Dalle guance pallide e scavate di Isaac si fece strada in ghigno «Bene, male. Sono concetti instabili figlia mia. Chi è che decide veramente cosa è giusto e cosa è sbagliato? Pensaci bene.... I vincitori. I vincitori decidono cos'è bene e cos'è male. I vincitori scrivono la storia. I vincitori sono nel giusto. I vincitori sono la giustizia!».

Lo scrutai con attenzione dando molto peso alle sue parole. Non aveva una morale. Troppo megalomane, troppo pieno di sé per capire gli altri.

La stanchezza continuava a non abbandonarmi «Korovin, Sauer. Davvero non sei preoccupato?».

«Ho già mandato Whitney e un gruppo di uomini in avanscoperta. Forse abbiamo preso la situazione sottogamba. Sono sicuro però che i tuoi fratelli stanno bene. Stiamo parlando di due Indaco di élite. Addestrati personalmente dal sottoscritto». disse fiero, forse cercando di convincere se stesso.

«Ora riposati. Mi servi in forze. Quella tua abilità di entrare nei sogni mi servirà molto presto. Possiamo usarla per entrare in contatto con i tuoi fratelli. Ci sarà molto utile».

Mi limitai a fare un timido cenno con la testa in segno di approvazione.

«Ora va. Lasciami solo».

Mi concedi e mi diressi al piano inferiore. Marakova e Glock erano lì ad aspettarmi.
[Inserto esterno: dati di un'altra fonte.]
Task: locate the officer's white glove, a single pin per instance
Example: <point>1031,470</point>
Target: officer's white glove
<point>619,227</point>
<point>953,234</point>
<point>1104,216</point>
«Allora? Cosa vi siete detti?» chiesero i gemelli all'unisono.

«Non ha voluto ascoltarmi. Fratelli io ho una strana sensazione. È successo qualcosa. Nostro padre si fida troppo delle capacità di noi Indaco. Ma al mondo possono esistere creature ancora più spaventose. Non potete capire. Anche se vi aprissi la mente alcune sensazioni non si possono spiegare. Ma dovete fidarvi di me. Siamo tutti in grave pericolo, ora che quella cosa è libera».

«Dov'è adesso? Riesci ad avvertirlo» chiese Marakova

Mi concentrai, pur essendo stanca, con tutte le forze che mi restavano.
«Nulla. Non riesco a percepirlo»

«Forse è morto» ipotizzò Glock.

Mi misi a rimuginare. Ci potevano essere varie spiegazioni sul perché non potevo più percepirlo. La morte era solo una delle opzioni, ma la ritenevo poco probabile.

«Riproveremo domani sorella. Hai solo bisogno di un lungo riposo» tagliò corto Marakova.

«Si, forse hai ragione» ammisi, «a domani, buonanotte».